Originally Published May 6, 2018

We launched a mission to Mars on Saturday, a risky mission – humanity’s record to land on Mars is only 40%. In fact, the US is the only country to ever successfully accomplish a landing and surface operation on this planet.

We think and talk a lot about risk at NASA. We are an agency whose very purpose implies that we *have* to take risks – do things that nobody has ever done before. NASA processes are built around that, have been successfully implemented many times, and have evolved as we learn. And, it has not all been great!

Robert Lightfoot, in his last speech as outgoing Acting Administrator told his audience that NASA needs to reconsider how we take risks, and do so deliberately and with focus. I think that everybody who works on big projects – especially for and within NASA. You can read full the full remarks on NASA’s website.

Here is what I learned about taking risk from the helm of NASA Science and during my career in innovation as a whole:

1) Innovation and iteration always go together. The kicker: to an outsider, especially one who is not innovative, iteration looks like failure. Yet, the world of innovation is not a linear world imagined in many management courses in highly ranked schools, and the most detailed plan does not imply the most progress – perhaps the opposite is true. But, most stakeholders do not understand this.

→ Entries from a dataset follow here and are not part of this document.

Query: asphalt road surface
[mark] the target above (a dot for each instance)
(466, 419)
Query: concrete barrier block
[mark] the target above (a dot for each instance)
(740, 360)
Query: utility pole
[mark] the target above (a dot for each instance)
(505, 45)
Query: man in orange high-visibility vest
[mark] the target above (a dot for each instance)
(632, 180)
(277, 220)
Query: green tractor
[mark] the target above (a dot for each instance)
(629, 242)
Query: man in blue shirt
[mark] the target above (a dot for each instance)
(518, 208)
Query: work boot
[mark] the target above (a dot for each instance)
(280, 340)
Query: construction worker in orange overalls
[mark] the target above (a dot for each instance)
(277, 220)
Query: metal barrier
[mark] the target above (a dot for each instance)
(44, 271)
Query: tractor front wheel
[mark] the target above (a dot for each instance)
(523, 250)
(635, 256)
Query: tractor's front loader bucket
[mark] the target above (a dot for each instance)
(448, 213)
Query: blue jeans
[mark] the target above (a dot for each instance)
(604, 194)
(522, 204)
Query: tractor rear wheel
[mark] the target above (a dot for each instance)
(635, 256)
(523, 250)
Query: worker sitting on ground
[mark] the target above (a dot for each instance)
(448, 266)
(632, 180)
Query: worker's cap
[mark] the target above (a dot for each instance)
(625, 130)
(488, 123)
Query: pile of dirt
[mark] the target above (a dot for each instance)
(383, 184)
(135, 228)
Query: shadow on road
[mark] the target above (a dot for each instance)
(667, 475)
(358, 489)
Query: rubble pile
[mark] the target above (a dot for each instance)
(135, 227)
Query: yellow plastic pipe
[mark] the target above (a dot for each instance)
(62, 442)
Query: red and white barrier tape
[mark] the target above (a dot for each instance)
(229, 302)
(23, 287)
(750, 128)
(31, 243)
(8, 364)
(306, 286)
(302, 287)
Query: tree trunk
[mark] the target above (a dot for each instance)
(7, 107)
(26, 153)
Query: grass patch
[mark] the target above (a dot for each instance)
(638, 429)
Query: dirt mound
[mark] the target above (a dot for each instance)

2) “Pounding risks flat” has opportunity cost, and they are often not part of the discussion. Yes, we can chase every option of failure we can think of, but that has real costs and slows us down. What are we *not* doing during this process? What are we missing by going slower?

3) Process does not eliminate the need for sound judgment and deep skill. Of the 10 signatures supporting a decision, how many indicate a detailed understanding and focus on the issue? These are the only signatures that count!

4) The best decisions are the ones scrutinized by great people with a diversity of view-points. Yes – innovative decisions require tension in the team. That implies a strong focus on talent and career growth and experiences. How do we attract and enable growth of our top talent? How do we learn from other stakeholders, such as commercial companies or other innovators?

5) Projects, like investments, should have a portfolio approach when it comes to risk. We need parts of the project portfolio where we focus on experimenting and learning. Because of that, we at NASA Science recently changed the way we manage lower cost science missions to include less oversight, fewer reviews, and higher speed. We are thus creating elements in our portfolio where we can take more risks and learn from innovators outside of the agency.

6) Finally, managing risk is a leadership challenge. Lacking risk tolerance is not the fault of our engineers and lower level managers, nor those tasked with risk assessment, but a reflection of values and ambition driving leadership. So, what are we saying about our projects, about risks? How do we react to iterations/learning experiences when they happen in our organization?

In summary, taking risks is a necessary ingredient of innovation and leadership! Thus, how we handle risk needs to remain a topic of discussion not just focused on “the how”, but also “the what” and “the why”!